Tru-Path

Case Studies 4-A & 4-B: iPhone/SpyGlass

Row, row, row your boat gently up/down the stream???

Purpose: This blog is created to help readers a) better understand electronic compass [smartphone or rangefinder] residual azimuth deviation errors b) quantify the errors, c) model the errors, d) compensate for [correct] the errors, and e) influence their app vendor to apply the correction method within the affected smartphone app. Basically, we need to know (accurately) whether to go up / down the stream (path) we are traveling on.
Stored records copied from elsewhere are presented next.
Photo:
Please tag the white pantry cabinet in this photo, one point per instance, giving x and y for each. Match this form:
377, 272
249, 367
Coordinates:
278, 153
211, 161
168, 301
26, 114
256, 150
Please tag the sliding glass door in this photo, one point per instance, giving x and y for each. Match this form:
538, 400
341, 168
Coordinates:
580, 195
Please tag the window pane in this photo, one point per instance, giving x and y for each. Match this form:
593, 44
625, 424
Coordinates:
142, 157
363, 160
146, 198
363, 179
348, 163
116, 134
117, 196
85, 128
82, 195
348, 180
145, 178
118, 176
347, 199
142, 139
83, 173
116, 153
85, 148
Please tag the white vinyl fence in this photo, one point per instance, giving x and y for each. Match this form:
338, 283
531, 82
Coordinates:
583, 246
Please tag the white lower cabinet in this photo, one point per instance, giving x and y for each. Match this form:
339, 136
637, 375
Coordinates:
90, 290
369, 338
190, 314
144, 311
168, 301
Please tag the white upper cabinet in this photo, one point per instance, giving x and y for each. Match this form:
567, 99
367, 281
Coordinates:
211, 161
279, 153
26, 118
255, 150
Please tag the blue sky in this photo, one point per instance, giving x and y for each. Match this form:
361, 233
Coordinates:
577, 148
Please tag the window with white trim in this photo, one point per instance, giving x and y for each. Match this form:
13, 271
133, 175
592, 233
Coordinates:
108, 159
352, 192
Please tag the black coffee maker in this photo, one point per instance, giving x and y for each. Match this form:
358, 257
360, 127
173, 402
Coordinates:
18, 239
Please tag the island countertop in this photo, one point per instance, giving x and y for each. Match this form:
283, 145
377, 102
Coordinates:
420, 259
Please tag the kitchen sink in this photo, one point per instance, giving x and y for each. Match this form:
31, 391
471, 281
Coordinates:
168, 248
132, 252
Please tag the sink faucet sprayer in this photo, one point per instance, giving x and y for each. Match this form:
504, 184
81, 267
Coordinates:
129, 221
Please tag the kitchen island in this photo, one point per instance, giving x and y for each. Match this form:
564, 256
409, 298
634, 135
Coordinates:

Background: Case Study (4 – A)

This post will present the test results of the iPhone/SpyGlass compass app operated at the Birmingham, AL test site with a strong magnetic / electromagnetic field. Recall that previous posts in this series presented the test results of a) the Vectronix PLRF25C (with compass) and b) multiple iPhone compass apps operating at the Birmingham, AL test site with a strong magnetic/electromagnetic field.

The Birmingham, AL (4-A) test site is set in an urban environment with strong magnetic/electromagnetic influences including:

• An electric power distribution station for eight (8) townhomes
• At least eight operating heating/cooling (heat pump) units of 3 to 4 ton capacity – aligned North/South within 50 feet of the test site (East side)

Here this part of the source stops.